SEAN BELL: Protesters (top) rally outside the U.N. on Jan. 29 to denounce NYPD human rights violations and call for the resignation of Police Commissioner Ray Kelly. (Bottom) Omawale Clay of the December 12th Movement speaks. PHOTOS: DENNIS W. HO
What should we expect as the Sean Bell case goes to the grand jury? Will it be like the Amadou Diallo case, in which the grand jury found reason to press criminal charges, although the officers were ultimately acquitted?
The right to a grand jury is contained in the Fifth Amendment to the U.S. Constitution; the function is to provide a community filter on a prosecutor’s discretion.
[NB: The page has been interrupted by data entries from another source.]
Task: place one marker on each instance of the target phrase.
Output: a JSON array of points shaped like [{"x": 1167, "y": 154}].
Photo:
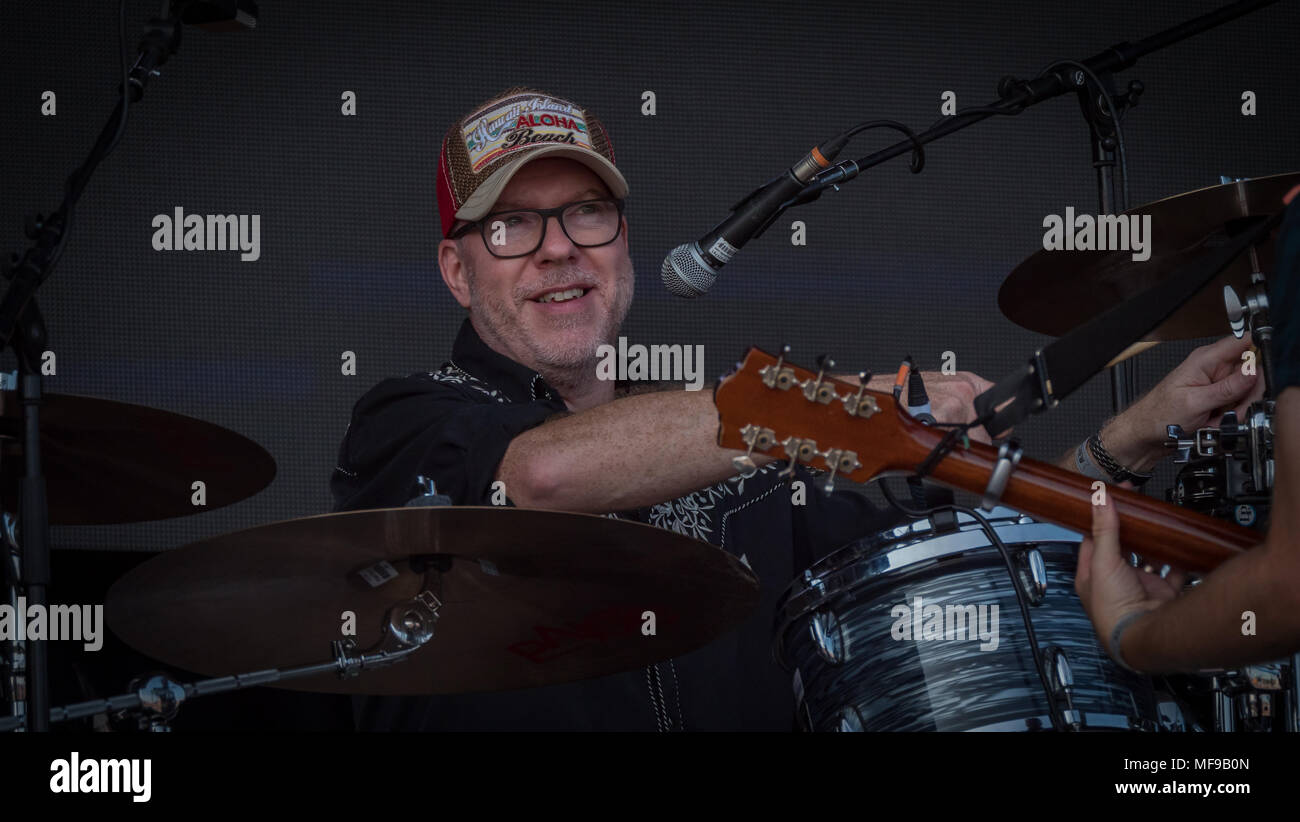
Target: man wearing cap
[{"x": 536, "y": 249}]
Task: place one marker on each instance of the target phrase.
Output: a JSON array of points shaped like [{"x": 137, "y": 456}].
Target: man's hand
[
  {"x": 1108, "y": 585},
  {"x": 1195, "y": 394},
  {"x": 952, "y": 396}
]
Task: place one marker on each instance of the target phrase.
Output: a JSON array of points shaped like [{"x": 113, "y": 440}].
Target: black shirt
[{"x": 454, "y": 425}]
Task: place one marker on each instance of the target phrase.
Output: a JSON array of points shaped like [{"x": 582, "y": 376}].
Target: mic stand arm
[
  {"x": 1017, "y": 95},
  {"x": 21, "y": 325}
]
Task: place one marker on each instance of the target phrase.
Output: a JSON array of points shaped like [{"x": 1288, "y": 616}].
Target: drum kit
[{"x": 433, "y": 598}]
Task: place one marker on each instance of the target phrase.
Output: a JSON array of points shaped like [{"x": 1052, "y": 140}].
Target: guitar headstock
[{"x": 774, "y": 407}]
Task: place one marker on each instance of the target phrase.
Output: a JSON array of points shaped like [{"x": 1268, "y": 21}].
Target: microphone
[{"x": 690, "y": 269}]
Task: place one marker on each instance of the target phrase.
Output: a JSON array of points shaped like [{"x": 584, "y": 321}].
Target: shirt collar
[{"x": 516, "y": 381}]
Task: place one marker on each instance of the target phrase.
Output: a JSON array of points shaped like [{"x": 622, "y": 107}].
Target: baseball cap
[{"x": 485, "y": 148}]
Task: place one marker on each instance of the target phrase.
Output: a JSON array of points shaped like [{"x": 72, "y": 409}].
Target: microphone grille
[{"x": 685, "y": 273}]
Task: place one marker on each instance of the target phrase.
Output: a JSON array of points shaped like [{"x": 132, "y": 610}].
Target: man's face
[{"x": 505, "y": 295}]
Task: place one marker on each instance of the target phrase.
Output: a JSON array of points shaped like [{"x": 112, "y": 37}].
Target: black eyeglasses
[{"x": 520, "y": 232}]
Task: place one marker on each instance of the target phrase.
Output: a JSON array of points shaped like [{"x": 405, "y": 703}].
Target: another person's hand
[
  {"x": 1108, "y": 585},
  {"x": 1195, "y": 394}
]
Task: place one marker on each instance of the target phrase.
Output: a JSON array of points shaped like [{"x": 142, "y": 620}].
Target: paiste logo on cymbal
[{"x": 521, "y": 121}]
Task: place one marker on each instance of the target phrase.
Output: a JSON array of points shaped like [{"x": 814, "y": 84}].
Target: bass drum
[{"x": 921, "y": 630}]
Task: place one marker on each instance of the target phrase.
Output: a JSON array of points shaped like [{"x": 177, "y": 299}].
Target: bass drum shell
[{"x": 837, "y": 624}]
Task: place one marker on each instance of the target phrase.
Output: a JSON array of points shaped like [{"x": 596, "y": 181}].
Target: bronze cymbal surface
[
  {"x": 1054, "y": 291},
  {"x": 112, "y": 462},
  {"x": 527, "y": 597}
]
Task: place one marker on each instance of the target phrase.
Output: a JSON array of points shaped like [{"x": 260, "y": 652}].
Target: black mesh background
[{"x": 895, "y": 263}]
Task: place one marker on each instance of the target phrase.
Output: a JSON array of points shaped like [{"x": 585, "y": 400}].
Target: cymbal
[
  {"x": 112, "y": 462},
  {"x": 1054, "y": 291},
  {"x": 529, "y": 598}
]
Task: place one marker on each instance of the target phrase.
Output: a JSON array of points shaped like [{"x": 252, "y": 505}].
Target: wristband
[
  {"x": 1117, "y": 636},
  {"x": 1112, "y": 466},
  {"x": 1083, "y": 462}
]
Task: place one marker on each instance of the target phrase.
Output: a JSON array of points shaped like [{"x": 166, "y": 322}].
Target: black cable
[
  {"x": 918, "y": 152},
  {"x": 72, "y": 191},
  {"x": 1010, "y": 569}
]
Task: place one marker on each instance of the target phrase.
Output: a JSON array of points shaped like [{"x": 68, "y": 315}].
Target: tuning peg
[
  {"x": 797, "y": 449},
  {"x": 861, "y": 405},
  {"x": 839, "y": 461},
  {"x": 818, "y": 390},
  {"x": 762, "y": 438},
  {"x": 779, "y": 375}
]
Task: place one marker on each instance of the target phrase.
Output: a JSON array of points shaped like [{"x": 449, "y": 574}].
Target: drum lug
[
  {"x": 827, "y": 636},
  {"x": 1061, "y": 679},
  {"x": 1032, "y": 575}
]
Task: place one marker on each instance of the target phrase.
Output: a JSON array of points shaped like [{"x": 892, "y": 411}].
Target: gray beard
[{"x": 567, "y": 368}]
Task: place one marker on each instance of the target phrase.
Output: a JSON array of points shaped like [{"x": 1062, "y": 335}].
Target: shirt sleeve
[{"x": 406, "y": 428}]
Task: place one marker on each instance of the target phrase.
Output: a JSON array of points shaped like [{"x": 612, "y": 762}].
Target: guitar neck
[{"x": 1156, "y": 530}]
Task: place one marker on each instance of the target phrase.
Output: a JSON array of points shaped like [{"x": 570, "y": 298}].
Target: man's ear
[{"x": 455, "y": 273}]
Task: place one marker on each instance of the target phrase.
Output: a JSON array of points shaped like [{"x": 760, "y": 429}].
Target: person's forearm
[
  {"x": 624, "y": 454},
  {"x": 1132, "y": 446},
  {"x": 1204, "y": 626}
]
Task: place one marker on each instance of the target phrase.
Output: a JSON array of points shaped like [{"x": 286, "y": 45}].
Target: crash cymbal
[
  {"x": 112, "y": 462},
  {"x": 1054, "y": 291},
  {"x": 528, "y": 597}
]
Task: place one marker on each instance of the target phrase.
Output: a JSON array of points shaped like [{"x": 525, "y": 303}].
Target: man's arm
[
  {"x": 624, "y": 454},
  {"x": 1195, "y": 394},
  {"x": 645, "y": 449},
  {"x": 1203, "y": 626}
]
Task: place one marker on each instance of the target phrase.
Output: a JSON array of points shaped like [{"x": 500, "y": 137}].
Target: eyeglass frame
[{"x": 546, "y": 213}]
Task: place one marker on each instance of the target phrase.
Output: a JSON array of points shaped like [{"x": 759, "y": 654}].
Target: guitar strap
[{"x": 1057, "y": 370}]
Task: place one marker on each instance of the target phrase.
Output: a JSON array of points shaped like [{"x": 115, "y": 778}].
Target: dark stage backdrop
[{"x": 895, "y": 263}]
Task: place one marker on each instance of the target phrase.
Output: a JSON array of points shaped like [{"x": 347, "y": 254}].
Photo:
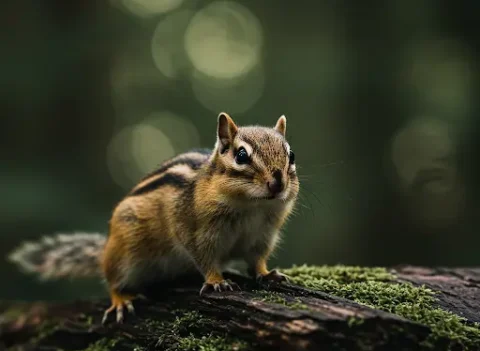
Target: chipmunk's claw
[
  {"x": 118, "y": 304},
  {"x": 273, "y": 276},
  {"x": 224, "y": 285}
]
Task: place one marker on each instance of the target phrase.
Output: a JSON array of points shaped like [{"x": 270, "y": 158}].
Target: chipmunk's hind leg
[{"x": 119, "y": 302}]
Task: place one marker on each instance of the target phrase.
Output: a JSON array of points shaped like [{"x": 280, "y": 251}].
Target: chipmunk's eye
[
  {"x": 291, "y": 157},
  {"x": 242, "y": 157}
]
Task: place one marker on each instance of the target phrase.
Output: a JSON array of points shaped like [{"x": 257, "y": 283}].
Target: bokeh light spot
[
  {"x": 135, "y": 151},
  {"x": 167, "y": 47},
  {"x": 238, "y": 94},
  {"x": 224, "y": 40},
  {"x": 183, "y": 133}
]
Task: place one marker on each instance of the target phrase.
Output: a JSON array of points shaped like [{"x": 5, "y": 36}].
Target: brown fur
[{"x": 199, "y": 211}]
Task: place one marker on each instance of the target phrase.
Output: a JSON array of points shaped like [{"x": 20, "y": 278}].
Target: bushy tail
[{"x": 63, "y": 255}]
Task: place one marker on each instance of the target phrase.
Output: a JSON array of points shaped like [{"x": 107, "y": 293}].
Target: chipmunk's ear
[
  {"x": 281, "y": 125},
  {"x": 226, "y": 131}
]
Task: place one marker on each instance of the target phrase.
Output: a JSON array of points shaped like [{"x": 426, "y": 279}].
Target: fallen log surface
[{"x": 322, "y": 308}]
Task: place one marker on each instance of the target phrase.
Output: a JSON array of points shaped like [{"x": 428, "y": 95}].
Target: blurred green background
[{"x": 381, "y": 99}]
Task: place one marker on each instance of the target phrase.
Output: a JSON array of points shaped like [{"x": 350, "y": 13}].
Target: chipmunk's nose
[{"x": 276, "y": 186}]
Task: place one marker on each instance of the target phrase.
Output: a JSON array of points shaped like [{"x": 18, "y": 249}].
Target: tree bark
[{"x": 294, "y": 319}]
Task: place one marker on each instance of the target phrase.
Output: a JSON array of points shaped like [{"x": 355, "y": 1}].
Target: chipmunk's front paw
[
  {"x": 273, "y": 276},
  {"x": 224, "y": 285}
]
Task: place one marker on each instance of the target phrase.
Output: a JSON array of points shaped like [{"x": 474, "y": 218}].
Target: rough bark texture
[{"x": 293, "y": 318}]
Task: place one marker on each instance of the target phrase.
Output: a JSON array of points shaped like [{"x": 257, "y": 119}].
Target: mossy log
[{"x": 323, "y": 308}]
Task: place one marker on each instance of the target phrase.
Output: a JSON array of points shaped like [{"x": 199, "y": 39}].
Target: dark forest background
[{"x": 381, "y": 99}]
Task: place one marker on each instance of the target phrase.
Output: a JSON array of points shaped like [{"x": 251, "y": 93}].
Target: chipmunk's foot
[
  {"x": 119, "y": 302},
  {"x": 273, "y": 276},
  {"x": 223, "y": 285}
]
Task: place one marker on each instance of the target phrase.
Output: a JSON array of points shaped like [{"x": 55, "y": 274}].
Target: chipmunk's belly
[
  {"x": 163, "y": 267},
  {"x": 244, "y": 234}
]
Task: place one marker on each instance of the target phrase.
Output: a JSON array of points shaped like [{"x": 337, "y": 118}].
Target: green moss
[
  {"x": 187, "y": 333},
  {"x": 209, "y": 343},
  {"x": 377, "y": 288},
  {"x": 274, "y": 297},
  {"x": 104, "y": 344},
  {"x": 187, "y": 320}
]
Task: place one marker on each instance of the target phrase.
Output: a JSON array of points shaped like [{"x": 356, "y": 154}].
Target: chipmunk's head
[{"x": 254, "y": 163}]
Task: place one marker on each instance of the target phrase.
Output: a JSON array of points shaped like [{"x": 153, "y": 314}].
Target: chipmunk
[{"x": 197, "y": 211}]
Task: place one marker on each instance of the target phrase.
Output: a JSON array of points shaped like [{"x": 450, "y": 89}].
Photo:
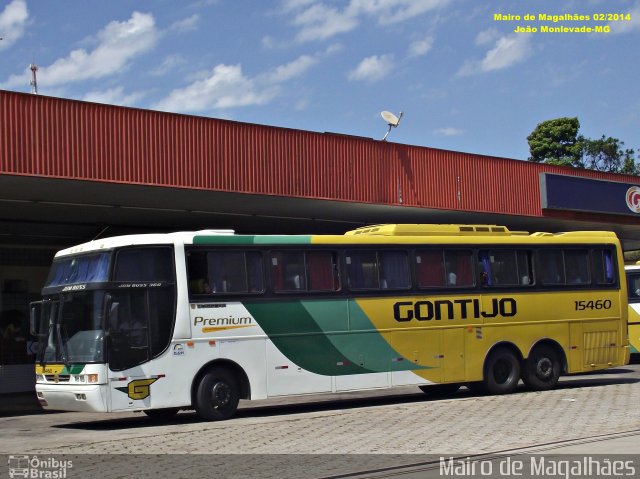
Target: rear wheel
[
  {"x": 217, "y": 395},
  {"x": 163, "y": 414},
  {"x": 502, "y": 372},
  {"x": 440, "y": 390},
  {"x": 542, "y": 368}
]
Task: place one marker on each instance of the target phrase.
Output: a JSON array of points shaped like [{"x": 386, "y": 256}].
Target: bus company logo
[
  {"x": 633, "y": 199},
  {"x": 178, "y": 350},
  {"x": 139, "y": 388},
  {"x": 36, "y": 468}
]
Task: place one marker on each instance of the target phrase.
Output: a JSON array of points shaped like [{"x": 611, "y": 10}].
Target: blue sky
[{"x": 464, "y": 81}]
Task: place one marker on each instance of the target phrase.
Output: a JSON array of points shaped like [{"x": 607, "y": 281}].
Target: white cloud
[
  {"x": 487, "y": 36},
  {"x": 186, "y": 24},
  {"x": 395, "y": 11},
  {"x": 113, "y": 96},
  {"x": 448, "y": 131},
  {"x": 118, "y": 44},
  {"x": 507, "y": 52},
  {"x": 372, "y": 69},
  {"x": 319, "y": 21},
  {"x": 420, "y": 47},
  {"x": 169, "y": 63},
  {"x": 290, "y": 70},
  {"x": 13, "y": 20},
  {"x": 225, "y": 87}
]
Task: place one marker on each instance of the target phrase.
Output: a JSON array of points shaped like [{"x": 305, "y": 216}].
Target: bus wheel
[
  {"x": 163, "y": 414},
  {"x": 502, "y": 372},
  {"x": 542, "y": 368},
  {"x": 217, "y": 396},
  {"x": 440, "y": 390}
]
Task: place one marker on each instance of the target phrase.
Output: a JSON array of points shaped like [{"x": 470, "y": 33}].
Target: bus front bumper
[{"x": 72, "y": 397}]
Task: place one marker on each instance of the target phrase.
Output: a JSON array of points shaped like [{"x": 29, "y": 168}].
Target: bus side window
[
  {"x": 552, "y": 267},
  {"x": 505, "y": 267},
  {"x": 430, "y": 268},
  {"x": 394, "y": 270},
  {"x": 288, "y": 271},
  {"x": 362, "y": 270},
  {"x": 603, "y": 262},
  {"x": 458, "y": 267},
  {"x": 577, "y": 266},
  {"x": 322, "y": 271}
]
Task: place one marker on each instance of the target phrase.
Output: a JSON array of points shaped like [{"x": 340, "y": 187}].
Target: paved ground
[{"x": 408, "y": 423}]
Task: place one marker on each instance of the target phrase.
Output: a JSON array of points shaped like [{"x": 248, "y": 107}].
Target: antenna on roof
[
  {"x": 392, "y": 120},
  {"x": 34, "y": 81}
]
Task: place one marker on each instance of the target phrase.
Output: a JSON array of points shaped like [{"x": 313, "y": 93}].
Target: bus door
[{"x": 129, "y": 351}]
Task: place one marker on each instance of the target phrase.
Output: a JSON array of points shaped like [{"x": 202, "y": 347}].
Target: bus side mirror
[{"x": 35, "y": 317}]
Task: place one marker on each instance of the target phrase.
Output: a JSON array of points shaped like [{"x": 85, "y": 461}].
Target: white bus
[{"x": 200, "y": 320}]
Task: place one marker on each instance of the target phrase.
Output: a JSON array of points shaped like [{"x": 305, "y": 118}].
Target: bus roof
[{"x": 378, "y": 234}]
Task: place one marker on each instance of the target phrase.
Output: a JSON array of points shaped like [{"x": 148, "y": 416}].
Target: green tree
[
  {"x": 607, "y": 154},
  {"x": 556, "y": 142}
]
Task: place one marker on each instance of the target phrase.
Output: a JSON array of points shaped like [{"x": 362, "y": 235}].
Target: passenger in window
[{"x": 452, "y": 278}]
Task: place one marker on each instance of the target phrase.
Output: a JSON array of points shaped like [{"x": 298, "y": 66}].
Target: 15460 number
[{"x": 598, "y": 304}]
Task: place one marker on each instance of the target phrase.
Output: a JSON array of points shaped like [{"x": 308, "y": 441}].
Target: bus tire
[
  {"x": 502, "y": 372},
  {"x": 217, "y": 395},
  {"x": 542, "y": 368},
  {"x": 163, "y": 414},
  {"x": 477, "y": 387},
  {"x": 440, "y": 390}
]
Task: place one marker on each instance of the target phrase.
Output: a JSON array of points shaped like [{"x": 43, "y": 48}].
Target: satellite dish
[{"x": 392, "y": 120}]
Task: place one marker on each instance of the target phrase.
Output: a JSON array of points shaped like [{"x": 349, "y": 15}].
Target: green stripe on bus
[
  {"x": 362, "y": 344},
  {"x": 296, "y": 335},
  {"x": 250, "y": 239},
  {"x": 72, "y": 369},
  {"x": 315, "y": 335}
]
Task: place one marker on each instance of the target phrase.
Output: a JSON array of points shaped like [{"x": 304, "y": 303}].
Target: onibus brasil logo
[{"x": 38, "y": 468}]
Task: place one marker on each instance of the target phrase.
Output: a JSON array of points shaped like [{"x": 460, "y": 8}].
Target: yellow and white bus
[
  {"x": 200, "y": 320},
  {"x": 633, "y": 283}
]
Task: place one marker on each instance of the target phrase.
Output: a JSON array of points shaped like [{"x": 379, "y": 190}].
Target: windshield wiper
[{"x": 42, "y": 346}]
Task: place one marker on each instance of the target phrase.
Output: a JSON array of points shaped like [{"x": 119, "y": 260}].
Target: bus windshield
[
  {"x": 90, "y": 268},
  {"x": 73, "y": 329}
]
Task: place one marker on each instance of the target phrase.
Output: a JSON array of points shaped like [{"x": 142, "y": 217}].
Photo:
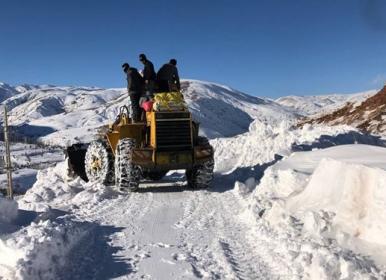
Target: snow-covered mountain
[
  {"x": 6, "y": 91},
  {"x": 319, "y": 104},
  {"x": 277, "y": 208},
  {"x": 63, "y": 115},
  {"x": 368, "y": 115}
]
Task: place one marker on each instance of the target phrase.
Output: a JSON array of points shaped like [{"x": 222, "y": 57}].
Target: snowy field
[{"x": 286, "y": 203}]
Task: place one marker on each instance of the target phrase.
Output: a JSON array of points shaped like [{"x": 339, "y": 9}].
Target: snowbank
[
  {"x": 355, "y": 196},
  {"x": 53, "y": 188},
  {"x": 39, "y": 250},
  {"x": 265, "y": 139},
  {"x": 333, "y": 209},
  {"x": 8, "y": 210}
]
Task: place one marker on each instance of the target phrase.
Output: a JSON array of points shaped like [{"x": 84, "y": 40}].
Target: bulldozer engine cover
[
  {"x": 134, "y": 131},
  {"x": 169, "y": 101},
  {"x": 174, "y": 158}
]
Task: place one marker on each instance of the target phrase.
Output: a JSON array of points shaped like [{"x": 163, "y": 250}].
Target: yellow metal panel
[
  {"x": 132, "y": 131},
  {"x": 165, "y": 158},
  {"x": 113, "y": 138},
  {"x": 153, "y": 136}
]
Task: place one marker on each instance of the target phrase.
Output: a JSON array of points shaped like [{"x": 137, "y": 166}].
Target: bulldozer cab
[{"x": 166, "y": 139}]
It is designed to protect a suspect from having to face serious criminal charges on flimsy evidence. In New York, grand juries are composed of 23 people and 12 of them must vote for an indictment or else the case cannot be prosecuted as a felony. In order to preserve the presumption of innocence, the proceedings of a grand jury always stay secret – much to the consternation of the media.
A suspect has the right to testify before the grand jury but may decide not to do so, preserving the right to remain silent throughout the duration of the criminal proceedings.
Officer Michael Oliver, who fired 31 shots, has said he will testify before the grand jury, but he wants to be the last, following an expected 40 to 50 witnesses. Perhaps he is hoping that some of that secret testimony will leak out to his advantage.
When he testifies, he is not allowed to have a lawyer with him. He may step out of the grand jury room to confer with his attorney, but the attorney may not enter the grand jury room. The surviving victims of the Kahlua Cabaret shootout will speak to the grand jury. They say the officers did not reveal their plainclothes status, and they thought they were being robbed. Unless the other officers convince the grand jury that they thought their lives were in danger, there will have to be an indictment. The four other cops have said they will testify. No announcement has been made as to whether any of them will receive immunity from prosecution in exchange for their testimony.
They may stick together like Abner Louima’s abusers did, apparently to concoct a story that would keep all but one of them out of jail, as well as provide grounds for an appeal. Even if there are no criminal charges, there will certainly be a civil lawsuit for deprivation of civil rights. Most likely, the taxpayers will pay the cost of the defense and the damages. One effective reform would be to take the damages award out of the NYPD budget. Presently it comes from general coffers. With an ineffective Civilian Complaint Review Board and a politically powerful police union, there is very little deterrent to shooting first and asking questions later.